A partial specialization, as opposed to an explicit specialization, is also a template, which implies that it has template parameters. The partial means that it does not specify fully for which types (sets of template arguments) it applies as a special case. Typically, partial specializations apply to subsets of the set of possible/valid arguments you can supply to the primary template.
template <template<typename...> class TT, typename ... Args>
struct MetaFunction /* not finished yet */
There are three kinds of template parameters:
Type parameters
"Value" parameters (non-type)
Template parameters
This partial specialization uses a template template-parameter. A valid argument for such a parameter must be a either a class template or an alias template.
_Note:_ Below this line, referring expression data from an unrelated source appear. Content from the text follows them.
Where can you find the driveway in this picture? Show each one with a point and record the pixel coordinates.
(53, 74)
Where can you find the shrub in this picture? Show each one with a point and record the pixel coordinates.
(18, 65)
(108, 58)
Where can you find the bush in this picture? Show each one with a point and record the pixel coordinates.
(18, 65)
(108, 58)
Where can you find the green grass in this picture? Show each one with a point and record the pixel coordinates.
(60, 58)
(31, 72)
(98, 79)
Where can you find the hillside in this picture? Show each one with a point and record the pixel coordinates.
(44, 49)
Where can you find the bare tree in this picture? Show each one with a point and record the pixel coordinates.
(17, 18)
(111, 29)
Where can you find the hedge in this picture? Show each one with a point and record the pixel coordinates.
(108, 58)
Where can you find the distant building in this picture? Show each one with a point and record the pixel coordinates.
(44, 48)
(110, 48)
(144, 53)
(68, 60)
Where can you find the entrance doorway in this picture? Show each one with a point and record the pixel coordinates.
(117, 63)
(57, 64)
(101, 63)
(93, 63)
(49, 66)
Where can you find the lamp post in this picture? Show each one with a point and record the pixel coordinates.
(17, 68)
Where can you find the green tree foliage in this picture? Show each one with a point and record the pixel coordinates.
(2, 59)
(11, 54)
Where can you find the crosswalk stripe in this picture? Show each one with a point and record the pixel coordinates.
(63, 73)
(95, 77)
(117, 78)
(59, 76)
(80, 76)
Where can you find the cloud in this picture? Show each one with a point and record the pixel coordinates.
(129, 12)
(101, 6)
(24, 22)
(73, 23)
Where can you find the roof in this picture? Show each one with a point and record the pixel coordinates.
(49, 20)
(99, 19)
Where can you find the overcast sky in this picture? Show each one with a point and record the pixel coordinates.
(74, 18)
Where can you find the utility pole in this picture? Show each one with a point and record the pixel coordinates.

We specify when this partial specialization shall be used by providing a "pattern":
template <template<typename...> class TT, typename ... Args>
struct MetaFunction<TT<Args...>>
{
using type = SomeOperation<TT, Args...>;
};
This partial specialization will be used if the type supplied to the MetaFunction template matches the pattern TT<Args...>, i.e., if it can be disassembled into a class/alias(*) template TT and some template type parameters Args.
(*) As T.C. correctly noted, a type produced via an alias-template is not associated with the alias-template. Therefore, you cannot deduce an alias-template from a type.